In the meantime, fret not. Today I bring you a book review of Gail Carringer’s Etiquette and Espionage. My mom recommended this to me since I spend some time talking about steampunk and how awesome it is. So, she found this, listened to the audio book, and then decided that I needed to listen to it.
The story follows Sophronia Temminnick, a fourteen year old girl who lives to foil all the delicately laid plans of her family. Her mother is left with no choice but to send her to Madame Geraldine’s Finishing Academy for Young Ladies of Quality. The academy happens to be an airship, one of the professors is a werewolf, and another is a vampire. The curriculum includes the use of fans, handkerchiefs, and proper dress, but also deception, assassination, and sneaking about.
Despite her attempts to play it by the book, Sophronia is drawn into the recovery of a certain prototype, which leads her deeper into the layers of deception from both staff and students to events that took place before she had even become a member of the academy.
Now, that sounds pretty cool, and if you’re only looking to dip your toe into the Steampunk genre, this wouldn’t be a bad way to go about it. There are automatons, including a mech-animal dog named Bumbersnoot, airships, fancy dress, and people tinkering with ideas, steam engines, wireless communication, all surrounded by the height of Victorian flair.
But, mention of the mech-animal brings me to the first annoyance: the names. Aside from Sophronia Temminnick, just about every name tells you exactly what you are supposed to feel about that person. No more description needed. Their actions don’t matter because their name completely gives them away.

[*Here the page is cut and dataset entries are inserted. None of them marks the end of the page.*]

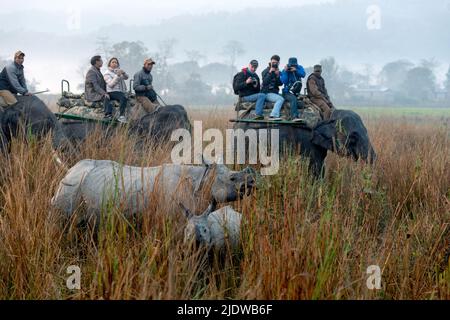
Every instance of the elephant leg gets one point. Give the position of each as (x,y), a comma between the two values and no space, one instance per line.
(317,162)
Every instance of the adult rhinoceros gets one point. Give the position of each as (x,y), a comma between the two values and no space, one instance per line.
(344,133)
(94,183)
(31,115)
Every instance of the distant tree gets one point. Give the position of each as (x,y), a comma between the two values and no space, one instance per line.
(232,50)
(431,64)
(183,70)
(3,63)
(164,80)
(217,73)
(330,71)
(194,91)
(103,46)
(420,83)
(131,55)
(329,68)
(393,74)
(195,56)
(32,85)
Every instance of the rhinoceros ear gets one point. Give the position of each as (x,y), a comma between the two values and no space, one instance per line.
(324,134)
(211,208)
(186,211)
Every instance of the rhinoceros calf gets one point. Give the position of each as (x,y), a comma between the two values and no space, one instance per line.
(96,183)
(213,228)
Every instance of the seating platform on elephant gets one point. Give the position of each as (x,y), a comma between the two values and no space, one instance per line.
(73,106)
(310,115)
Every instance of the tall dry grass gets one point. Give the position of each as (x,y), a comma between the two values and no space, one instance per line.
(301,238)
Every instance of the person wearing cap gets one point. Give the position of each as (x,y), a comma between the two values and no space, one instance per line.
(318,93)
(247,85)
(291,77)
(116,86)
(271,87)
(12,80)
(95,86)
(145,93)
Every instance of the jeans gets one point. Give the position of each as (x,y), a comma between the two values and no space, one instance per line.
(260,99)
(279,100)
(294,104)
(116,96)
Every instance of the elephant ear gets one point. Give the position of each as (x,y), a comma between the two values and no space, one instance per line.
(324,134)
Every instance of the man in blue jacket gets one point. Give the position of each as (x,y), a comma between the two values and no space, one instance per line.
(12,80)
(271,86)
(291,77)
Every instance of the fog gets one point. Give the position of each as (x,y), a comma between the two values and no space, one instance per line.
(362,36)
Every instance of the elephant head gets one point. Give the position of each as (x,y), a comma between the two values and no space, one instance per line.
(31,112)
(346,135)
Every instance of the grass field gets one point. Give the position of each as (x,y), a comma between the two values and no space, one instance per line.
(301,239)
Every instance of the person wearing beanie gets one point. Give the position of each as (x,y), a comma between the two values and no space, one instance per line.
(95,86)
(318,93)
(12,80)
(143,86)
(291,77)
(271,86)
(116,86)
(247,86)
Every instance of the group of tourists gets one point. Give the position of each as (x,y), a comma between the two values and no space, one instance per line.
(247,85)
(111,86)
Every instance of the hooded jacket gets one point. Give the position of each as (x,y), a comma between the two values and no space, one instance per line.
(246,89)
(12,78)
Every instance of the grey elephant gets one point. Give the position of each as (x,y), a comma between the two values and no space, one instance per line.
(31,115)
(344,133)
(156,126)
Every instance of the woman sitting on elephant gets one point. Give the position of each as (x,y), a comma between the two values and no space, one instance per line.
(115,85)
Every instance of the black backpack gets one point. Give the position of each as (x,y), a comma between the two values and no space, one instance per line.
(235,78)
(296,88)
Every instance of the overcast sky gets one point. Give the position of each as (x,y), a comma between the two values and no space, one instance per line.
(145,11)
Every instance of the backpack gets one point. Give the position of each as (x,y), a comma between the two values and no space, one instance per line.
(295,88)
(235,78)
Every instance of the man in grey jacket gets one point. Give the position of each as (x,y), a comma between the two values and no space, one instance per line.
(95,86)
(12,80)
(142,85)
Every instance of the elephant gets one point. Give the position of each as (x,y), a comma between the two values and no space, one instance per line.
(344,133)
(157,125)
(36,118)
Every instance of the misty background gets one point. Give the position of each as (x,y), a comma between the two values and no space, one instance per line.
(374,52)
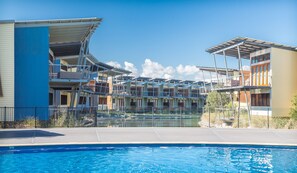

That got to be tiresome.
Many have compared Etiquette and Espionage to a steampunk version of Harry Potter. I can’t agree with that notion. I don’t think there was the same amount of attention to detail that J.K. Rowling developed. Hogwarts gave you the idea that the world was very big with so much left unexplored. Etiquette and Espionage left me feeling like the world is so much smaller.
As for the Steampunk itself, that one’s straddling the line. It wasn’t simply a matter of throwing goggles on random people, but it started using some of the good old-fashioned cliche’s of Steampunk. On a scale of Leviathan to Glue Some Gears on it, I still give it between a five and a six. There are some ideas about it that were good.